September 13, 2020

Posted on Sep 11 2020


Bible Background: It’s important to note that there is not 1 story, but 2 stories of creation in the opening chapters of Genesis. Chapter 2 is the personal, ‘hands-on’ story of God creating the first humans. Everything is wonderful for just a brief time in the story. Then, temptation and the choice to not trust God upsets everything. Think of Genesis 1 & 2 as separate and complementary stories of creation!

Digging Deeper: 1. Genesis 2:4 starts with a second version of how humans came to be! “God breathed into man’s nostrils the breath of life!” Then God puts the man in the garden (of Eden) to “till and keep it.” Next, God creates woman, because God sees “It is not good that the man should be alone.” Next, the writer introduces the possibilities and problems of temptation and free-will.

2. Tradition identifies the ‘serpent’ as the devil. The story itself says nothing about that. The serpent is also a creature which God has made! All the serpent does to get the woman’s attention is to ask “Did God say….?” In the dialogue that follows the serpent suggests that eating the forbidden fruit would make them “like God, knowing good and evil.” What could be good or bad about that desire?

3. At the heart of this story is not whether eating forbidden fruit (not an apple or a fig, by the way!) is the problem, but whether the woman and man are willing and able to trust God to know what is best for them. When is it hard to trust that God knows our needs and has our best interests at heart?
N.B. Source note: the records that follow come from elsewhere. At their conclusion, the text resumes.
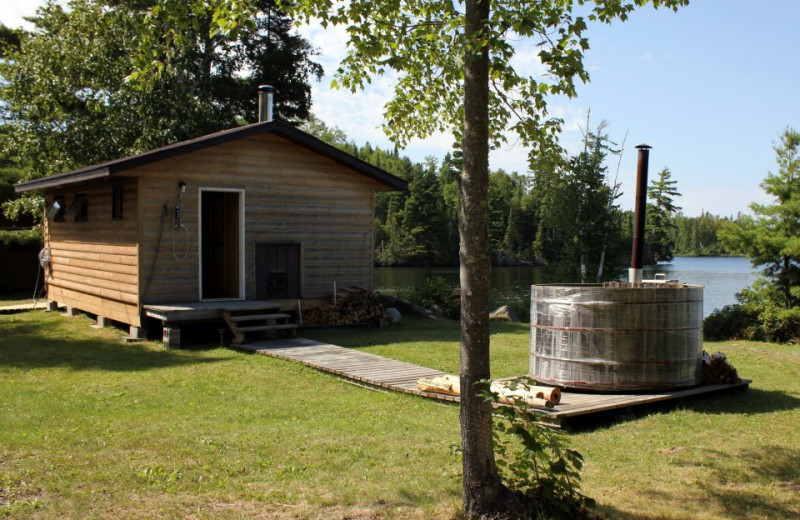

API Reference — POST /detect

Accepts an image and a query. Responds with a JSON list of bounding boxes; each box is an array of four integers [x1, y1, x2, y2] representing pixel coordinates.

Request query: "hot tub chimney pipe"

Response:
[[628, 144, 651, 283], [258, 85, 275, 123]]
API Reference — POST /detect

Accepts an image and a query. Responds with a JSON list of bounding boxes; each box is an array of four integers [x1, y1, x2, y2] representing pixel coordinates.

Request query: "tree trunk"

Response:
[[459, 0, 502, 518]]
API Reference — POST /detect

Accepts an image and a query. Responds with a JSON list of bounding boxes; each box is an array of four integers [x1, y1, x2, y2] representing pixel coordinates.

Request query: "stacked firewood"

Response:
[[703, 351, 742, 385], [303, 287, 387, 326]]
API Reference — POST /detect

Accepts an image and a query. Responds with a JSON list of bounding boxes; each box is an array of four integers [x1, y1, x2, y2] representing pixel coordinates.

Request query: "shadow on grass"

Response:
[[0, 321, 225, 371], [684, 387, 800, 415], [597, 445, 800, 520], [298, 317, 530, 348]]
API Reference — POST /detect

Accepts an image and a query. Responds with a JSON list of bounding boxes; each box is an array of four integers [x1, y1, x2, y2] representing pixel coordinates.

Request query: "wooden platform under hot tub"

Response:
[[539, 379, 750, 426]]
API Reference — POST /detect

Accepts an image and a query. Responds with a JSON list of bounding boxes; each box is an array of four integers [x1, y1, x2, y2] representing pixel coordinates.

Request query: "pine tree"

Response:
[[645, 168, 681, 264]]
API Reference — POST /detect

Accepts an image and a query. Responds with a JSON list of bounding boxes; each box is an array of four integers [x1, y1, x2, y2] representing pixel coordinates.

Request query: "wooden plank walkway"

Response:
[[234, 338, 458, 402], [235, 338, 750, 427]]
Name some of those areas of life that maybe should be ‘off limits’ to humans, and should be left to God’s wisdom and judgement….for example, what are some of those times when we, or judges, or lawmakers, or medical or military decisions take over the role of God?

4. Traditionally, this is known as “The Story of the Fall”, as in, how the human race fell into sin, or fell out of the grace of God. What’s your take on this? Does this story describe how everything changed in a moment from perfection to brokenness? Or is the writer trying to say with just a few word-pictures, of why life and the choices we make and the relationships we have with God and with each other are so complex? Where for you is the ‘good news’ and the ‘bad news’ in this story?